Among human concerns, politics is a vital one – it governs the way we approach our lives in a most personal way; not only the way we relate to ourselves, but the group we most relate to. How we conceive these relations is part of the foundation upon which our realities are based. It should be a vital concern to inspect these foundations closely; for these relations just happen – and not until they are consciously considered can they be changed....
“Hence the god, when he began to put together the body of the universe, set about making it of fire and earth. But two things alone cannot be satisfactorily united without a third; for there must be some bond between them drawing them together.”
So wrote Plato in his Timaeus in the fourth century B.C. – an intuitive illustration of the way people have long perceived the dynamic forces of life.
To see how such ideas apply to party politics, read with me as the noted Swiss analyst, C.G. Jung, reflects upon this philosophical notion: “The number one claims an exceptional position, which we meet again in the natural philosophy of the Middle Ages.

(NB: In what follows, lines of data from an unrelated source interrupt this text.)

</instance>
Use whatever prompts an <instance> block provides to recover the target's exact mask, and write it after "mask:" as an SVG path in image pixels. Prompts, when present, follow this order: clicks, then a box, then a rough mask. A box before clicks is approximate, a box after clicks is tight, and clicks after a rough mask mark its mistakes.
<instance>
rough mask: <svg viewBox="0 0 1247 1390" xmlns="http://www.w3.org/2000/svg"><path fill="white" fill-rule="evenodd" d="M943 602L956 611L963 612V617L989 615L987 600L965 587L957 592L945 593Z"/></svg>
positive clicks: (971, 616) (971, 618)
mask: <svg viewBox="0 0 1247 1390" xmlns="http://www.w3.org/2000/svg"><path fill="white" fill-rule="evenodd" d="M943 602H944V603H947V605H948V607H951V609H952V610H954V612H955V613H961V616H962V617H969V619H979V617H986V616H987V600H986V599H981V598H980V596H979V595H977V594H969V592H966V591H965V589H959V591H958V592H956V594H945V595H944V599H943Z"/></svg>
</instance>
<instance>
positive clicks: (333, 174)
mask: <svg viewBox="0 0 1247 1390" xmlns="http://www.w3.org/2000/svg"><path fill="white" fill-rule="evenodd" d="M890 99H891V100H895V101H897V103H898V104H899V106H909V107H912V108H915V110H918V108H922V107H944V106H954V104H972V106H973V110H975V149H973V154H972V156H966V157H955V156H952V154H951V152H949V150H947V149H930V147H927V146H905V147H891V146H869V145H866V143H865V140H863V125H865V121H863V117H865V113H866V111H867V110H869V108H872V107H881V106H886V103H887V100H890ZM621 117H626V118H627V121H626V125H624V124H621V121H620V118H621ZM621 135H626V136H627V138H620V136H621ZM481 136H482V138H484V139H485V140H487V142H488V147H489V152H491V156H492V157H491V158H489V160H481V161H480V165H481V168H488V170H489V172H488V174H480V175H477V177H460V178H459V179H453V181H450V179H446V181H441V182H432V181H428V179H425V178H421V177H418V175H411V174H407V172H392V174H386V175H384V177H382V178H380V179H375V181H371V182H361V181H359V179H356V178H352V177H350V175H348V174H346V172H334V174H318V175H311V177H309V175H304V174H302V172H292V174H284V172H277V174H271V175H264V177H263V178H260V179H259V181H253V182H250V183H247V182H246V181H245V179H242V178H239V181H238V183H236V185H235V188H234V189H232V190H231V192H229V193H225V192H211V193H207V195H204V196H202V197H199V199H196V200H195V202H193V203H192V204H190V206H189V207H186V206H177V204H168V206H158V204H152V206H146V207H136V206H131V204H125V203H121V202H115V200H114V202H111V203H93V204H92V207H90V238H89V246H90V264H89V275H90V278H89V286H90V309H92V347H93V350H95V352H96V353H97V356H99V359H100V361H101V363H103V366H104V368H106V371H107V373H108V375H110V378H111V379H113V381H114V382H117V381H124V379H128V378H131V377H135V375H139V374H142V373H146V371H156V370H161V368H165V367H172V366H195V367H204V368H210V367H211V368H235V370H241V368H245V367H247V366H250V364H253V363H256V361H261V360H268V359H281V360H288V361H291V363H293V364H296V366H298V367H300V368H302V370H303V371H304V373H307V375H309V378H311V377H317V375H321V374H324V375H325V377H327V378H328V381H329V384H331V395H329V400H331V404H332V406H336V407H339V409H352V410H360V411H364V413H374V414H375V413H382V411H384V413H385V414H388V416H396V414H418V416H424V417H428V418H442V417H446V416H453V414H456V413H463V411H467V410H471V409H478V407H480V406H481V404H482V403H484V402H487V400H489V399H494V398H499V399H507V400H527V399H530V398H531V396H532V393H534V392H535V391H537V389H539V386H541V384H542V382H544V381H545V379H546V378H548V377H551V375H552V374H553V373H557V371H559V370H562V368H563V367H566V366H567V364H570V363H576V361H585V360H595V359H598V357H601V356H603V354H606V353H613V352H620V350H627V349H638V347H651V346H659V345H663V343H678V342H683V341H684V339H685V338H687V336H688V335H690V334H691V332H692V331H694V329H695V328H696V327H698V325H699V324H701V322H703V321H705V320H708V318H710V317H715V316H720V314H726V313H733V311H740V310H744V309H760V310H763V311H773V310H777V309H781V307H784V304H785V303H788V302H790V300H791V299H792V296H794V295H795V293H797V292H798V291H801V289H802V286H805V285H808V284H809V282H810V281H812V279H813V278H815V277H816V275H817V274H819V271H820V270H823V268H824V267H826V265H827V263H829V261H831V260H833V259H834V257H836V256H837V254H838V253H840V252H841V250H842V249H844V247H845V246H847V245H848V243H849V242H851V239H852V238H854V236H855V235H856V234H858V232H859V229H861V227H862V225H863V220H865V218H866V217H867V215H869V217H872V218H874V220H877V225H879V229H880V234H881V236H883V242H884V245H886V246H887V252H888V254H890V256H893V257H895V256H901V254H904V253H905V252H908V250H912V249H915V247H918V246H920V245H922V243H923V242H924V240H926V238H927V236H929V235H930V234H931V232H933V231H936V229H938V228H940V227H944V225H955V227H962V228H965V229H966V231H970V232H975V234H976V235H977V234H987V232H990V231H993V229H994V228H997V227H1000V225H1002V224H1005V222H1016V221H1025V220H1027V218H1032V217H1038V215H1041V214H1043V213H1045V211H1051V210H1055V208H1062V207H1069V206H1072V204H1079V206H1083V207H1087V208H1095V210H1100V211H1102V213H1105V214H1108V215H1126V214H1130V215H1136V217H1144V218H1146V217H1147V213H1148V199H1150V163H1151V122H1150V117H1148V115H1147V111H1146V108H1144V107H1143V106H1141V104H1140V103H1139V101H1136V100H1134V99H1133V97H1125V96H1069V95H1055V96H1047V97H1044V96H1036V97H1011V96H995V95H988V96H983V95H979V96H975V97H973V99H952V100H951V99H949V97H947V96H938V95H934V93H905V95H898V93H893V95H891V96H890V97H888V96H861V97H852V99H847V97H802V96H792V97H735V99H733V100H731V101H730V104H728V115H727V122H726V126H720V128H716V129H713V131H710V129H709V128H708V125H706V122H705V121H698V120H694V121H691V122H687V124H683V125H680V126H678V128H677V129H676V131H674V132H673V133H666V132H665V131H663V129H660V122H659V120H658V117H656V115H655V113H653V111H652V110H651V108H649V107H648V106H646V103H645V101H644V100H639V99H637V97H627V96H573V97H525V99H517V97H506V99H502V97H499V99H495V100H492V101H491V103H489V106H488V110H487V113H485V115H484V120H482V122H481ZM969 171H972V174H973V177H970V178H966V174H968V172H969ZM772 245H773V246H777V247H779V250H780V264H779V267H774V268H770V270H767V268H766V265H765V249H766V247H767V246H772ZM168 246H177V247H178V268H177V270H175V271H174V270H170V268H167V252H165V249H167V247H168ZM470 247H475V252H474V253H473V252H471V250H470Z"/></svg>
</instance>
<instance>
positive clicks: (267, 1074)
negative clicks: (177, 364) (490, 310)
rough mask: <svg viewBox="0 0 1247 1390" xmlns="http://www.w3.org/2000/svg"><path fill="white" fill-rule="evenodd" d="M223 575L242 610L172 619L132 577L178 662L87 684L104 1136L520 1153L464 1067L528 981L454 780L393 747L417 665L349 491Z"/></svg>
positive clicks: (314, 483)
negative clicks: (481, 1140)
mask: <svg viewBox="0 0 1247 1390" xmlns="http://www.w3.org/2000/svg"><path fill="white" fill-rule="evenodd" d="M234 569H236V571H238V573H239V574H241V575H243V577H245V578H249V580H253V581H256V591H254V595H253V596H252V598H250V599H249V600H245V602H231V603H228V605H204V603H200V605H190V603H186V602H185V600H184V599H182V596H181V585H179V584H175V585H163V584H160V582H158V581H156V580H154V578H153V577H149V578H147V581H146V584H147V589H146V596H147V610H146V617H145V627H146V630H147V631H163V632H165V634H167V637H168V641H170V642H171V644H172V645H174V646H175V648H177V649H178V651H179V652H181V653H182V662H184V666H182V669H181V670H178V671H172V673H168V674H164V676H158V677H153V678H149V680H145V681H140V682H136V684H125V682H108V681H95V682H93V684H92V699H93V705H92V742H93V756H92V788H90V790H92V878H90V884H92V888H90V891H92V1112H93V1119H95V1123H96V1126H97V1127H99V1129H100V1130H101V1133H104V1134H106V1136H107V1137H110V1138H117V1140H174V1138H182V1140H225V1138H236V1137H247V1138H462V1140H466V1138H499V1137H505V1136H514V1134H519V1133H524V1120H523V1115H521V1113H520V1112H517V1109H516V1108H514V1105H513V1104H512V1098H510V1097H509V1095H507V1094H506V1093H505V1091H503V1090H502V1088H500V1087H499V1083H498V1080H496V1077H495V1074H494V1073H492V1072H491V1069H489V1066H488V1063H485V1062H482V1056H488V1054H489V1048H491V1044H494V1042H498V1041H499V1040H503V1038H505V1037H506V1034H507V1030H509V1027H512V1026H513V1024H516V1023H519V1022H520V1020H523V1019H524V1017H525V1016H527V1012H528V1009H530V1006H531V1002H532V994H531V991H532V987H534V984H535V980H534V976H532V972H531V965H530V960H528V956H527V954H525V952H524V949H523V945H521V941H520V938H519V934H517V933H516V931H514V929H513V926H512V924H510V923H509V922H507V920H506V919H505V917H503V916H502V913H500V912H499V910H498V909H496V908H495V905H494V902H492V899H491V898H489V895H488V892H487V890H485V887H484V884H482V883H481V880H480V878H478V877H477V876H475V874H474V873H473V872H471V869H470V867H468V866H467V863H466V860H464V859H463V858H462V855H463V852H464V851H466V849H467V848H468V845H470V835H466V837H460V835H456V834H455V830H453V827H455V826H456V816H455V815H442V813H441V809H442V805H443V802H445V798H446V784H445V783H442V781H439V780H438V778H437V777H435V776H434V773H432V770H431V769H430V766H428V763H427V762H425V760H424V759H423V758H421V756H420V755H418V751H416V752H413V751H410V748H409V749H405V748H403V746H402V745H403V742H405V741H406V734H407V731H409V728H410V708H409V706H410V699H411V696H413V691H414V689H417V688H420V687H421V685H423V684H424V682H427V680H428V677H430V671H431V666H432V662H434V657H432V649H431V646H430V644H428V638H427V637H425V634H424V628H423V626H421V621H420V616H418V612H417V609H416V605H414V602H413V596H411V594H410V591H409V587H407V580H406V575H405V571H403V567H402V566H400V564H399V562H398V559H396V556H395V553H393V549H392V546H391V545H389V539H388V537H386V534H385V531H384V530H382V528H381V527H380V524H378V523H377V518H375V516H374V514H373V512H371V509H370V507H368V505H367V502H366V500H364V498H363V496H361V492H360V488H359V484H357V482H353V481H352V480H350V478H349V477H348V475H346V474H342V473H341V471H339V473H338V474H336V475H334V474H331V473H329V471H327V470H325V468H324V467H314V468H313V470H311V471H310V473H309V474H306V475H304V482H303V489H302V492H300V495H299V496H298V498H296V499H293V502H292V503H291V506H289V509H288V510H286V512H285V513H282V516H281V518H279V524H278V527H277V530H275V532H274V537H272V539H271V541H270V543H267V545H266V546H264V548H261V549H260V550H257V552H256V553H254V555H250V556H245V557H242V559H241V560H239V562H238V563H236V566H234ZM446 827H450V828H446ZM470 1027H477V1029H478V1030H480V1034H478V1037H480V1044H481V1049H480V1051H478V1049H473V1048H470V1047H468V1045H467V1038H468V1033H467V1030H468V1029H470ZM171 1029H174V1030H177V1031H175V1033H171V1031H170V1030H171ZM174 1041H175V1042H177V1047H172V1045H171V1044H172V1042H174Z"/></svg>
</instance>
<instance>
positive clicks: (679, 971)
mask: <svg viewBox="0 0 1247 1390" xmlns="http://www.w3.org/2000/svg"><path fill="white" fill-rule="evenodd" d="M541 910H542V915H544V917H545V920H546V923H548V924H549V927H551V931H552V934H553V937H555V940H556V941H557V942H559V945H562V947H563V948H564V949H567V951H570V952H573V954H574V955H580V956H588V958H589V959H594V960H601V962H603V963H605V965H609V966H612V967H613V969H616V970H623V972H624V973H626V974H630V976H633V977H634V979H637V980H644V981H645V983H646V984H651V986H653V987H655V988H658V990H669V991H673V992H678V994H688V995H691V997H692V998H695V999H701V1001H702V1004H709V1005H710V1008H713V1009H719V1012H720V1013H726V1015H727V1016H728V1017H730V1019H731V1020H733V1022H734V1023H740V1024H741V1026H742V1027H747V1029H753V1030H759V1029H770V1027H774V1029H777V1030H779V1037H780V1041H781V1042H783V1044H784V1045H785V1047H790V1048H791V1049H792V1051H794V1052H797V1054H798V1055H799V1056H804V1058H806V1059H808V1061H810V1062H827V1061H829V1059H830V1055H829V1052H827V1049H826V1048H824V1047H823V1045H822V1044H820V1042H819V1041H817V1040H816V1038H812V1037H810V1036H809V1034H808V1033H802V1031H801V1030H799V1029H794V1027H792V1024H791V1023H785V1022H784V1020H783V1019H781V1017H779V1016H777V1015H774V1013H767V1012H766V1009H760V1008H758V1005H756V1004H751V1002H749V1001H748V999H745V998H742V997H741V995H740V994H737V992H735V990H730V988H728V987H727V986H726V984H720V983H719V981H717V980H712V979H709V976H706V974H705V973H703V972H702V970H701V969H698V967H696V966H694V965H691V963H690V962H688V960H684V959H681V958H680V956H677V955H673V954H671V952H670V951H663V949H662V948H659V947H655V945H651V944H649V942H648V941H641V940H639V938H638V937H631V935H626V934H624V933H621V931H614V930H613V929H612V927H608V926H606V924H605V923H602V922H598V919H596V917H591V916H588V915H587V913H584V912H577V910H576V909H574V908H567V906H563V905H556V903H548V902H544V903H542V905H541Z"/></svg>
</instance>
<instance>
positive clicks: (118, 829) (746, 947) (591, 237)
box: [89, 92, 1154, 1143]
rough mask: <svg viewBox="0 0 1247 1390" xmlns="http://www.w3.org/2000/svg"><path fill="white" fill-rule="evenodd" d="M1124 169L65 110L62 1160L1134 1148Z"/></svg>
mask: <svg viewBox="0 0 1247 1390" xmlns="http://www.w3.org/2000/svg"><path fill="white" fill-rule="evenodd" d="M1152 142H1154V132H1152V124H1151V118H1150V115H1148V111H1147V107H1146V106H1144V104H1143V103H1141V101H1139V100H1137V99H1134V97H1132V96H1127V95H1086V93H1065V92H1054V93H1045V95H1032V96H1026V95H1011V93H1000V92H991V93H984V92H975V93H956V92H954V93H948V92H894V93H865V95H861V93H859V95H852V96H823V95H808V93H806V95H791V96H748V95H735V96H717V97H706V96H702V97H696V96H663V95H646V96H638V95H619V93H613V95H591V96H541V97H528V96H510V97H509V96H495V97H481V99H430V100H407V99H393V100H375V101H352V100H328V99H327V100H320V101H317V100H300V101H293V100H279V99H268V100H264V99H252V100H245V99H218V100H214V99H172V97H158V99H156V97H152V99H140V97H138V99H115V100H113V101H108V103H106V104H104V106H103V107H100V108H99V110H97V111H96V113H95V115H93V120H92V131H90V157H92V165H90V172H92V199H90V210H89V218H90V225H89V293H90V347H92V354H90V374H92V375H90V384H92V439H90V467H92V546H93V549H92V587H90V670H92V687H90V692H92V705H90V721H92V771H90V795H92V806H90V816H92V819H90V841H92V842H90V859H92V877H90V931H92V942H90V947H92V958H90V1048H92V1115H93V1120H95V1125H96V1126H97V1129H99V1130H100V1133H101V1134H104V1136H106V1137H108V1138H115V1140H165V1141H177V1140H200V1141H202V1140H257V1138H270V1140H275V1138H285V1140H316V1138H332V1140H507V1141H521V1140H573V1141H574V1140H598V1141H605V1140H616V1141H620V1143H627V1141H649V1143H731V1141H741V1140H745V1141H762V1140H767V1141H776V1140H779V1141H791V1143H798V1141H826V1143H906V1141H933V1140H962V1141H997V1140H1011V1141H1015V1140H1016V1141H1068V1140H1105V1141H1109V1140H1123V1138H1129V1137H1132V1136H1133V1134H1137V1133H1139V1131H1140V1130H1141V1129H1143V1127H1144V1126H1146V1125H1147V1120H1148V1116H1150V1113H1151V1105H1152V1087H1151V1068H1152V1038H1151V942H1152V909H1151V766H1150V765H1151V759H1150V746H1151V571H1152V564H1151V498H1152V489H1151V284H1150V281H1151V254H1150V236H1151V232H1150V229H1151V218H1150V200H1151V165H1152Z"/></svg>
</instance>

According to this, one is not a number at all; the first number is two. Two is the first number because, with it, separation and multiplication begin, which alone make counting possible. With the appearance of the number two, another appears alongside the one...”
As Jung goes on to explain, this results in opposition and conflict: “Also associated with the number two is the idea of right and left, and remarkably enough, of favorable and unfavorable, good and bad.” But as Plato observed, there is a “bond drawing them together.” Jung continues: “The One will not let go of the Other because, if it did, it would lose its character; and the Other pushes itself away from the One in order to exist at all. Thus there arises a tension of opposites between the One and the Other. But every tension of opposites culminates in a release, out of which comes the “third.” In the third, the tension of opposites is resolved and the lost unity is restored.”
Similarly, if we look round to see where the two-party system has landed us, an analogy begins to emerge. The close presidential elections of 1960 (49.7% to 48.6%), 1968 (43.4% to 42.7%), 1976 (50.1% to 48%), 2000 (48.38% to 47.87%), and 2004 (50.7% to 48.3%) appear to express a division which may be seen in terms of energy. Frequent attempts by the two-party system to keep a third party off the ballot in many states, the stagnation Congress represents as a result of such division, and the ineffectiveness of government in providing the individual with basic protections all conform to a general trend.
Of course, no analogy can make it to first base in the mind of a modern reader without scientific validation, and the laws of energy point in this direction. The principle of equivalence states that for every action there is an opposite and equal reaction. The law of entropy states that, in an energic system, differences in intensity are gradually reduced to an even temperature, whereby any further change is prohibited. This is how energy works and it is as applicable to social dynamics as it is to quantum physics – or even political processes, for as Jung writes, “The psyche, too, can be regarded as such a relatively closed system, in which transformations of energy lead to an equalization of differences.”
These transformations have been described by Jung in his eighth volume, and one more quote from it (the last – I promise!) pushes the analogy further: “These functions are based on the principle of the exclusion of the inappropriate, or unsuitable, which might bring about a deviation from the chosen path. The elements that “belong” are left to a process of mutual equalization, and meanwhile are protected from disturbing influences from outside. Thus after some time they reach their “probable” state, which shows its stability in, say, a “lasting” conviction or a “deeply ingrained” point of view, etc. How firmly such structures are rooted can be tested by anyone who has attempted to dissolve such a structure, for instance to uproot a prejudice or change a habit of thought.”
You can see now where the analogy is headed: for this tension of opposites to be resolved and for change to occur, a third viewpoint is required.
Webster's dictionary defines democracy as: “Government exercised either directly by the people or through elected representatives.” The popular vote was invalidated by the 2000 election, and our representatives are elected – but not unless they are first approved by the two parties. Our representatives are elected by the parties, and that is who they represent. Who is representing us? I think we will have to find an independent party for that.